In this notebook, starting from a lineage-labeled neuron, we collect lineages nearby and check to see if the annotation is indeed correct, based on a naive Bayes classifier trained on the local environment around a particular lineage entry point.

In [None]:
import os

import catalysis as cat
import catalysis.pynblast as pynblast
import catalysis.plt as catplt
import catalysis.transform as transform
import catalysis.completeness as completeness
import catalysis.lineage_classifier as lineage_classifier

import plotly.offline as py
import plotly.graph_objs as go

import seaborn as sns
import matplotlib.pyplot as plt
import matplotlib.colors as cl

import numpy as np
import scipy as sp
import pandas as pd
import networkx as nx
import re
import dill as pickle

from IPython.core.display import display, HTML

from itertools import chain, cycle
from sklearn import cluster
from sklearn.neighbors.kde import KernelDensity

from importlib import reload

HERE = os.path.dirname(os.path.dirname(os.path.abspath(__file__)))

In [None]:
l1data = cat.CatmaidDataInterface.from_json(os.environ["CATMAID_CREDENTIALS"])

In [None]:
adult_fly_f = pd.read_csv(os.path.join(HERE, "data/smat_jefferis.csv"), delimiter=" ")
smat = pynblast.ScoreMatrixLookup.from_dataframe(adult_fly_f)
# Do this to reduce things to L1 volume size and change scale to nm, based on scale up observed in the L1/L3 data papers and desired properties
smat.d_range = smat.d_range * 1000 / 4

with open(os.path.join(HERE, "data/Brain_Lineage_Landmarks_EMtoEM_ProjectSpace.csv") as fid:
    lin_landmarks = pd.read_csv(fid)

side_name = ["l_loc", "r_loc"]

wb_match = re.compile("\*.*akira")
lineage_parser = re.compile("\*(?P<group>.*?)_(?P<instance>[rl]) akira")
hemilateral_groups = l1data.match_groups_from_select_annotations(
    wb_match, lineage_parser
)

all_lins = []
for lin in sorted(list(hemilateral_groups.keys())):
    for side in hemilateral_groups[lin]:
        all_lins.append(hemilateral_groups[lin][side])

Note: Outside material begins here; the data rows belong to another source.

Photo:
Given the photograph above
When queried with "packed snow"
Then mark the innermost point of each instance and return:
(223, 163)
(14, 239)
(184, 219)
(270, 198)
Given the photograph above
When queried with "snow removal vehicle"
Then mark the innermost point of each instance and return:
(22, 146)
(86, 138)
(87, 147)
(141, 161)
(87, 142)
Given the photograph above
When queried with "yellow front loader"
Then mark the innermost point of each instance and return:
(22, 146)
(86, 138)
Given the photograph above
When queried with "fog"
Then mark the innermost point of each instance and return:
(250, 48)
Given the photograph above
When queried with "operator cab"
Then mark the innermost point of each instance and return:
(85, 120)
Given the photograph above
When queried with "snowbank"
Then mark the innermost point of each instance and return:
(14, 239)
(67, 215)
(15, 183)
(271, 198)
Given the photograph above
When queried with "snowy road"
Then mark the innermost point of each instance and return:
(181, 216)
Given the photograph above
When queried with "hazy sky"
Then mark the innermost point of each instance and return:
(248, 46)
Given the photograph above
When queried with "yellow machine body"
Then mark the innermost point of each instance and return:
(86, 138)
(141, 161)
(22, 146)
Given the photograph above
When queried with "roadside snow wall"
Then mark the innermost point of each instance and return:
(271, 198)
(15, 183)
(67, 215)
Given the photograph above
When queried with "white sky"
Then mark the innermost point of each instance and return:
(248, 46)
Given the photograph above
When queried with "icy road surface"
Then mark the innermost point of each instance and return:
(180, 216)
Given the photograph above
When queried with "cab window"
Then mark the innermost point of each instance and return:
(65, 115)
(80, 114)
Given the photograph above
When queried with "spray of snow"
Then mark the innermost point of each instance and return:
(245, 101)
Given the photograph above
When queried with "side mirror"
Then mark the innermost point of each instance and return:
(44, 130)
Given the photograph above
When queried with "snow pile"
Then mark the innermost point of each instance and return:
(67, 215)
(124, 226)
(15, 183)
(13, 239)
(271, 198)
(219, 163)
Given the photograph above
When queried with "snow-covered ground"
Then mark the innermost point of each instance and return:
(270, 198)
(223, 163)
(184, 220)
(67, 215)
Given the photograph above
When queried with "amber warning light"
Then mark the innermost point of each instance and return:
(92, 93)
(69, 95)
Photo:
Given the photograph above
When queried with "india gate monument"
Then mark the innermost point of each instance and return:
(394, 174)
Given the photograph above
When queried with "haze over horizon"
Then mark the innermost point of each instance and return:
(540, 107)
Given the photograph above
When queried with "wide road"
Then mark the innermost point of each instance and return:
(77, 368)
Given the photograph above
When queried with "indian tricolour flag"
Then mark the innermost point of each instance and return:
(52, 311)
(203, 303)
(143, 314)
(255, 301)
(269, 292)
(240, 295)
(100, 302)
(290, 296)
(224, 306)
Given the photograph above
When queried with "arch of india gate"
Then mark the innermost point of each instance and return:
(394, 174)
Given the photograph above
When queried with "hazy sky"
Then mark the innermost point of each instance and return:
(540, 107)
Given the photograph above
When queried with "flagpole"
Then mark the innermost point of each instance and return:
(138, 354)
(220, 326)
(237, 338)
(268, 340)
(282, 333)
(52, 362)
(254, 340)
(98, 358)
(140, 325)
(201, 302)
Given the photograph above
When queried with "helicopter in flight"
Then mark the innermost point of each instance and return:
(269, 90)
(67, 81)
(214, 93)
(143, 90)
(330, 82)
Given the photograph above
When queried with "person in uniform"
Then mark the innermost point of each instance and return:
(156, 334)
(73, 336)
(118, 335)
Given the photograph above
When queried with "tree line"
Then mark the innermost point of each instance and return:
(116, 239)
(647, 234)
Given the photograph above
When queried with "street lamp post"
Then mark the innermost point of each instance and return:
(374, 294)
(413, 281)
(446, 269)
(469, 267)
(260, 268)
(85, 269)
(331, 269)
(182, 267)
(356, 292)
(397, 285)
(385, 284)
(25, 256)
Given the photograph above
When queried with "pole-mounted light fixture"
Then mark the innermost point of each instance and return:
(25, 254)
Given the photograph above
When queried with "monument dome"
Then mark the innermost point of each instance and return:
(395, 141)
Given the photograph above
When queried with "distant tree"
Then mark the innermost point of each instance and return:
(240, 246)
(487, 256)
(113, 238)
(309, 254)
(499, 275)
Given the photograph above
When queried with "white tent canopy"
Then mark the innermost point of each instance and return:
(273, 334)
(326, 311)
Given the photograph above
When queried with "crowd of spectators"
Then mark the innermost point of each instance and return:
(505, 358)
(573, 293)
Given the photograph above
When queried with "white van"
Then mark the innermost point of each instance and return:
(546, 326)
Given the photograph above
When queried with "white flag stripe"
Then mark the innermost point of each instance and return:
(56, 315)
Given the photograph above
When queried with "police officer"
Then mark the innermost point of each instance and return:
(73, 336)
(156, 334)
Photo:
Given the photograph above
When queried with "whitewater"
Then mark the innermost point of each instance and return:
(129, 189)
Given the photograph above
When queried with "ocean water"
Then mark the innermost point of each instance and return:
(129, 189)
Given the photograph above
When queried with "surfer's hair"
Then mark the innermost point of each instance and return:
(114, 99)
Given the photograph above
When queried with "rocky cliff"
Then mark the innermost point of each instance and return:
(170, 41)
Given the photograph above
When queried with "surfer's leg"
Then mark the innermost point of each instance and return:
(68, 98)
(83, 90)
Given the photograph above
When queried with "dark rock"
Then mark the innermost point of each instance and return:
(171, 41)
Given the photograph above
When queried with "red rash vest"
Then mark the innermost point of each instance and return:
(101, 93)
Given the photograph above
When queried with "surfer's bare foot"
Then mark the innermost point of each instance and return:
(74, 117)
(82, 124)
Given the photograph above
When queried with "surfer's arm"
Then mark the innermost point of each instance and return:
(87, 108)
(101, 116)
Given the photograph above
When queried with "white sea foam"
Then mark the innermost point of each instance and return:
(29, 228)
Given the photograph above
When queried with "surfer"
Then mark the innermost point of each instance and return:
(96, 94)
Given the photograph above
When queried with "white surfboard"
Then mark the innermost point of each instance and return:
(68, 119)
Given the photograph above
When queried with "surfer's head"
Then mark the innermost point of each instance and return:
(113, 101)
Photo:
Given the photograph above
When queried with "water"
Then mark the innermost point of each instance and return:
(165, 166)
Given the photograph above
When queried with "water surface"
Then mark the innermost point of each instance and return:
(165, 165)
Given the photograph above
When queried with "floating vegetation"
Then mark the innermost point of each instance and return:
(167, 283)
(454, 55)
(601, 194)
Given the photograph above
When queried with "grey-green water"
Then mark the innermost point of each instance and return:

lin_df = lineage_classifier.lineage_table(hemilateral_groups, lin_landmarks, side_name)

---
## Continued thoughts on bundling approach.

We want to use NBLAST to identify what lineage neurons should belong to. While in principle, lineage bundles are fairly clear, in practice that is not the case at all. In some instances, you really need the EM to guide you into seeing who genuinely bundles with whom. Part of this may be that the NBLAST cost function needs to be re-jiggered for this purpose. Bundled neurites are vastly more similar than is the case with whole arbors in transformed spaces, after all. The first step really should be to re-compute the NBLAST scores in this particular domain. However, there will still be outliers, and the clustering should be softer than a simple k-means would properly give you, giving you a ranked list of candidates.

For a given neuron $\textbf{x}$ and lineage $L_i \in \{L_i\}$, we want to find the lineage $i$ which maximizes $P( \textbf{x} \in L_i | <\textbf{x},\textbf{y}>_{\textbf{y} \in L_i})$, where $<\textbf{x},\textbf{y}>_{y \ in L_i}$ indicates the mean NBLAST distance to all neurons in $L_i$. 
After trivial application of Bayes's rule, the probability of $\textbf{x} \in L_i$ given the evidence is:
$$
P( \textbf{x} \in L_i \mid <\textbf{x},\textbf{y}>_{\textbf{y} \in L_i}) = 
    P\left( <\textbf{x},\textbf{y}>_{\textbf{y} \in L_i} \mid \textbf{x} \in L_i \right)
    \frac{P\left( \textbf{x} \in L_i \right)}{P\left( <\textbf{x},\textbf{y}>_{\textbf{y} \in L_i} \right)}
$$

We need to do comparison for those lineages for a specific region determined by the neuron at hand, since some lineages have more similar lineages than others. This is effectively like hand-setting distant lineages to probability 0 and not bothering with the computations.

By pre-computing the NBLAST distance scores, all of these values can be computed quickly, leaving only $N \times 1$ NBLAST comparisons (where N is the number of proximate neurites, for which the dotprops themselves can be pre-computed). Retraining can happen on that matrix.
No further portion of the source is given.